Lunar calendars, Samhain and Happy Halowe’en

Early societies confronted the need to correlate the various natural cycles with human needs. Day and Night provided the most basic separation, each with its own “light”. As humanity began to order and give meaning to existence, the Moon became associated with the feminine, variable, hidden aspects of all life. Her growth, fullness and diminishment became synonymous with all cycles that waxed and waned; special significance was given to those human cycles that seemed to most closely mimic her: female menarche, pregnancy, and menopause. The Moon became synonymous with the miraculous and the mysterious. Agriculture, tides, fertility of animals, an association with blood, and the darkness and death that follows all growth, became her domain.

We think of time in familiar terms of minutes, hours, weeks and months, but these are just the familiar patterns particular to our 24-hour-a-day global business cycle. Earlier societies used movements of the sun and moon to keep them in sync with the organic cycles of mother earth. (Donna Cunningham wrote a marvelous book, The Moon in Your Life, a classic addition to astrology of the moon, as well as a philosophical musing on what it means to be a “lunar” personality in our “solar” world. )

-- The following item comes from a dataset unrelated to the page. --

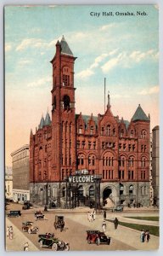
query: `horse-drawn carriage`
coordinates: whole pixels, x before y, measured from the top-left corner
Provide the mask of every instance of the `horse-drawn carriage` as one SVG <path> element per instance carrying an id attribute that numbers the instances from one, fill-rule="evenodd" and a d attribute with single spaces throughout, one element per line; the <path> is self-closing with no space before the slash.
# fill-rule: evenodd
<path id="1" fill-rule="evenodd" d="M 53 225 L 55 230 L 60 229 L 60 232 L 62 232 L 65 227 L 64 216 L 55 215 L 55 221 Z"/>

The Celts’ starting place was the dark-of-moon, a lunar calendar that broke the year into “dark” and “bright” halves, adjusting the number of lunar months as needed, and marking lunar cross-quarter days in between the solar equinoxes and solstices.

Samhain is such a day, when the summer has ended and the “dark” half of the year begins. The old Coligny calendar, dating from 800 BC, marks this cross quarter day, along with Imbolc (February) Beltane (May), and Lughnasadh (August), ordering the agricultural cycle of harvest, birth of new livestock, seed planting, and ripening. These were not specific days, but rather nights, celebrated with Lunar rites of bonfires and purifications. These celebrations have come down to us as Hallowe’en, Oidhche Shamhna, El Dia del Muerte and Samhain.

The recognition of, much less celebration of the dark, goes against our more modern sensibilities. Instead of welcoming the night, with its opportunity for rest and relief from stimulation, we fill it with light, night shifts of workers, 24-hour everything. We resist the innate knowledge that things never stay the same, that old things must die before new things can begin, that there is no such thing as unlimited growth. But in doing so, we submerge and ingest the darkness itself. The darkness dwells in the 15 million depressed Americans, in the physical, emotional and sexual abuse in our families, in the anxiety and despair of citizens watching the richest country in the world spending its wealth on war and destruction instead of building a better world for everyone. But the cycles are the ultimate truth. Things do change. Diminishment and death are inevitable precursors to initiation and growth.

As you celebrate this Hallowe’en, you may want to reflect (such a lovely Moon word) on what you’re holding onto past its needfulness. What darkness are you trying to hide that would benefit from a bonfire or other form of purification? And what relaxing welcoming night are you sacrificing to too much work?